Now, a program that finished 9-17 in Augustine’s debut season last year and 6-16 in 2014-15 will get another crack at rival and 5A favorite Apollo (24-3). Saturday’s quarterfinal tips at 6:30 p.m. at Apollo.

Given that the Eagles started their preseason tournament with a 70-43 loss to the Owls, the playoff victory may have come as a surprise — at least outside the Ironwood dressing room.

Coach Augustine said his team gained confidence in a Dec. 6 win at Liberty. And the kids — already at a fever pitch for a rare home playoff game — were eager to show Agua Fria (20-7) how much they improved.

“This was definitely the team our guys wanted to play,” Coach Augustine said.

After falling behind 9-4 early, Ironwood quickly got back in it thanks to two Scales treys. Junior Daniel Foster had his own pair of long-range bombs and the Owls led 18-17 after one.

In the second quarter the Eagles dug out of a five-point hole by starting to relentlessly exploit their inside advantage. Seniors Noah Foskit, Geoff Hibbitt and Aguek took over on the boards and worked some high-low post actions.

Hibbitt’s three-point play led to two Aguek buckets a Foskit layup and another Aguek finish. a 26-21 hole became a 32-26 Ironwood lead and the home team was still up 32-28 at the break.

“We’ve been training countless hours for this and getting ready to compete,” Foskit said.
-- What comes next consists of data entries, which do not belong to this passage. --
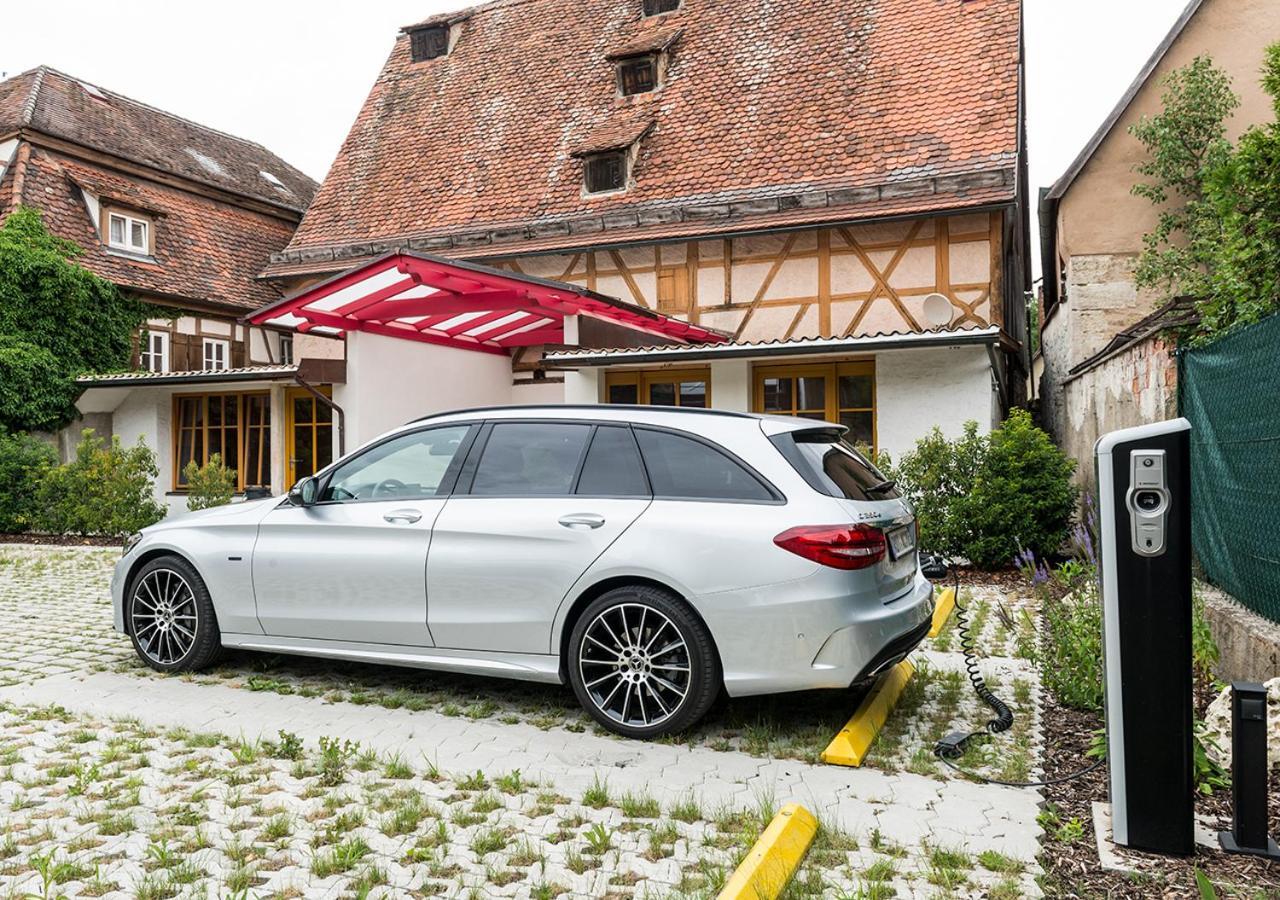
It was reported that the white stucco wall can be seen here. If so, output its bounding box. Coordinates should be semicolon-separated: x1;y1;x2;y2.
876;347;998;460
710;360;751;412
333;332;512;453
564;369;604;406
111;388;187;512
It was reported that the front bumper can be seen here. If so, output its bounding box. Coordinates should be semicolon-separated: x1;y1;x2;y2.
722;575;933;696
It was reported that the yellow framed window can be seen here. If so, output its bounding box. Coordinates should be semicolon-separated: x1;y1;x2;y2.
753;360;877;449
173;393;271;490
604;369;712;410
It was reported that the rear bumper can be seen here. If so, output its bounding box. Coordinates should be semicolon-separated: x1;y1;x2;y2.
713;575;933;696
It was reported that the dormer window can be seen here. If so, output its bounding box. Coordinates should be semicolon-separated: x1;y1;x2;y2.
585;150;627;193
618;54;658;97
106;213;151;256
408;26;449;63
644;0;680;15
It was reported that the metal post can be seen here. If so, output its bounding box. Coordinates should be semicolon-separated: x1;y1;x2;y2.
1217;681;1280;859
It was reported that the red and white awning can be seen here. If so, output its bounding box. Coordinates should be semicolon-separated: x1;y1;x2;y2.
248;252;726;355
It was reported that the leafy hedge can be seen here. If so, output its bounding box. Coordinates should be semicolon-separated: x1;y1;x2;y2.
878;410;1076;568
0;429;165;536
182;453;236;512
0;428;58;534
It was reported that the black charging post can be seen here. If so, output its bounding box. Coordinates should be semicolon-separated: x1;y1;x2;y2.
1094;419;1196;855
1217;681;1280;859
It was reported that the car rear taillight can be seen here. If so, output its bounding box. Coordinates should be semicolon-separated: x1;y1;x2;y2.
773;525;887;568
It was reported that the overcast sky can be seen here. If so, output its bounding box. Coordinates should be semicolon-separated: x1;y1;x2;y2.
0;0;1185;277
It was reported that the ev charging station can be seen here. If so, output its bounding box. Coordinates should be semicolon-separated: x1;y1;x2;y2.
1094;419;1194;855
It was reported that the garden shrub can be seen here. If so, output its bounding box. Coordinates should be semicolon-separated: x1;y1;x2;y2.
182;453;236;512
886;410;1076;568
37;429;165;535
961;410;1076;568
0;428;58;534
881;421;987;557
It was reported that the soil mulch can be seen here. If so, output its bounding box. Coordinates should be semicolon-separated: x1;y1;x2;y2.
1041;696;1280;897
0;534;120;547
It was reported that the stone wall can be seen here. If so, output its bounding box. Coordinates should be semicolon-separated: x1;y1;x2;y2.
1196;583;1280;681
1055;337;1178;490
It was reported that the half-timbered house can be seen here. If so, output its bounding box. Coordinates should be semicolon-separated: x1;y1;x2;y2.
253;0;1029;466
Sacramento State-bound wing Fowler poured in 12 points in the third quarter to draw Agua Fria even at 46 heading into the court. He finished with 33 points and 11 rebounds.

While his team allowed the first five points of the second half, they quickly regrouped to take a four-point lead.

“I knew I didn’t even have to use the time out,” Coach Augustine said.

Three crucial Ironwood three-pointers gave the Eagles control. Senior Cody Carmichael began the fourth quarter with a corer three.

Ironwood’s Cody Carmichael (#10) drives to the basket against Agua Fria Wednesday, Feb. 15, 2017 at Ironwood High School in Glendale. (Jacob Stanek/Independent Newsmedia)

Junior guard Tyrese Eugene, quiet until then, connected on a pair of threes in the final frame to boost the lead to 55-50. Agua Fria would not get closer.

Scales sealed the victory on his trey with 1:17 left. The lead was now 62-54.

“They (Aguek and Scales) are huge to our success. They bring a ton of energy,” Carmichael said.

Meanwhile, Fowler scored the Owls’ six fourth-quarter points. Foster added 10 points overall and junior guard Duron McNeal has 12.

Fourth-leading Agua Fria scorer Derrick Charles missed this game on crunches. Ironwood built a brief 10-point lead but cruised from there.

There is more work to be done, but Augustine did allow for a quick glimpse back on the rapid progress of the first two years and the program culture that has come into vogue.

“That’s what the most fun part of this is. They’re, ‘Yes, Sir,’ ‘No, Sir’ kids who wanted to be a part of something bigger than themselves,” Coach Augustine said. “Our job is not done and it’s on to the next.”